1. What We Want to Do

We want to redesign how AI-enabled organisations invest in people — not restore what came before. The traditional apprentice-to-expert pipeline was not only broken by AI; it was never equitable to begin with. It reliably served those who already had access to the right mentors, and systematically excluded a range of professionals. We are not trying to rebuild that.

What we want instead are structured partnerships of mutual investment — deliberately designed to be equitable — that pair experienced practitioners (who hold governance instinct, strategic judgement, and hard-won domain wisdom) with early-career practitioners (who bring technical fluency, rapid tool navigation, and AI agility). This means redesigning professional learning pathways around joint problem-solving and critical oversight rather than isolated execution — and crucially, redesigning the conditions under which experienced people work so that developing the next generation is a protected part of their role, not an afterthought. We also want to partner with community and youth mentoring organisations to equip people from all backgrounds with the digital and moral agency required to navigate a highly automated economy.

2. Why

The rapid automation of entry-level "scaffolding" work (formatting data, writing basic code, drafting templates, organising files) has broken the traditional apprentice-to-expert pipeline. Historically, early-career practitioners learned their craft by performing these basic tasks under the watchful eye of experienced colleagues, gradually building a robust knowledge trunk — understanding how a domain works, where its limits lie, and why specific decisions are made.

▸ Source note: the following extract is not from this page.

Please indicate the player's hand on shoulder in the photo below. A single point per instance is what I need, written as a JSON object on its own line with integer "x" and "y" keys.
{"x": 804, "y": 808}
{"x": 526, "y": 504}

When these foundational tasks are instantly offloaded to AI, early-career practitioners lose their training ground. They risk being locked out of the expertise ladder — unable to verify whether an AI output is clinically or technically sound because they have never done the manual work that builds deep intuition.

But the problem is not only about early-career practitioners. Experienced practitioners are already stretched beyond their bandwidth. They carry the governance load, the oversight burden, and the strategic weight of their organisations — with little structural time or incentive to invest in anyone else's development. The system asks them to be excellent individual contributors and develop the next generation and adopt new tools. They cannot do all three. Without deliberate intervention, inter-generational knowledge transfer becomes the first casualty — not because experienced practitioners don't care, but because the conditions for it no longer exist.

3. So That the Following Good Things Happen

  • Active Apprenticeship: Early-career professionals learn to apply seasoned judgement to AI-generated drafts, accelerating their transition from executors to critical decision-makers — in an environment designed to be open to them, not gatekept by it.
  • Multiplied Experienced Capacity: Experienced practitioners are freed from routine drafting and manual data compilation, and given protected time to scale their influence and develop others — without burning out.
  • Generational Synthesis: Organisations leverage a powerful dual-engine: the younger generation's native tool agility and the older generation's deep, hard-won contextual wisdom.
  • Democratised Agency: Challenged youth gain direct pathways to technical and ethical competence, bypassing traditional factory-era credential-ism and building independent agency.

4. And the Following Bad Things Don't Happen

  • Expertise Collapse: We don't automate away the bottom rung of the career ladder, creating a catastrophic gap in experienced leadership and domain expertise with no pipeline to replace it.
  • Ungoverned Execution: We don't have early-career developers or clinicians running AI tools in a vacuum without experienced oversight, introducing invisible errors into critical clinical, software, or structural environments.
  • The Screen Obsession Trap: We don't let young people slide into the "rabbit hole" of obsessive screen-based tweaking, keeping them connected to mentors, family, and physical community.
  • Siloed Knowledge Monopolies: We don't allow hard-won expert judgment to become a scarce, aging luxury concentrated in a small group of overloaded practitioners, leaving the rest of the workforce as passive consumers of automated interfaces with no path to depth.